寛の思想

人よ、寛やかなれ

金子光晴さんのエッセイ集『人よ、寛やかなれ』*1(中公文庫)を読み終えた。
本書は1973年に西日本新聞に原題「日々の顔」として毎日(?)連載されたエッセイをまとめ74年に刊行された同タイトルの著書に加え、関連するエッセイ数本を加えた文庫オリジナルエッセイ集である。中公文庫が今年から出し始めた「人生の一冊」というシリーズから刊行された。
読んでみるとこれがまた意外に真面目な内容で驚いた。「意外に」と言ったのには少し注釈が必要だ。そもそも金子光晴さんは、自分と同姓の文学者だからという単純な理由から興味を持ちだし、文庫の著作を少しずつ買い集めていた。
本来であれば、詩集や中公文庫の自伝から入るのが普通だろう。
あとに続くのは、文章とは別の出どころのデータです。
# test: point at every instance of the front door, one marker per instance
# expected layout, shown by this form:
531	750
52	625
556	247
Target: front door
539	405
ところが私はこの手順を一切はぶいて最晩年の聞書金子光晴 金花黒薔薇艸紙』*2小学館文庫、旧読前読後2002/7/5条参照)から入ってしまったのである。ヒイッヒッヒッと笑いながら、八十になってもエロに血道をあげるエロ爺というイメージができあがってしまっていた。これではいけない。
ところで本書のタイトル「寛か」は「ゆるやか」と読ませる。「ゆるい」という言葉で想起する感じはふつう「緩い」だが、このなかに「寛大」という意味もあるようだし、そもそも「ゆるい」という語は和語だろうから、そこに「寛」が当てられても問題はない。そこに込められているのは、退廃的後退的思想ではなく、よりプラスの意味である。
タイトルからもわかるように、金子さんは忙しなく休まず動き出している世の中に対する警鐘を鳴らす。いやそんな煽動的ではない。そういう世の中にあって、「もう自分はこの歳だから寛く生きるよ。みんなもそうしたら」と飄々と言いのける。
著書全体のタイトルになったエッセイでは、日本人の競争意識の強さに触れ、論はさらに人間全体の利我的性格に及ぶ。それが戦争のような悲劇を惹き起こすのだから、ひとりひとりの精神生活の反省こそが悲劇をなくす根本である(でもそれは実現不可能だろう)と結ぶ。これはたぶん、金子さんの持論なのだろう。
連載最後の文章「随筆のこと」では、こんな一節で締めくくられている。「寛」思想がここに集約されている。

すべて楽観的に考えて、せせこましくなく生きることだ。じぶんも他人もいじめないことだ。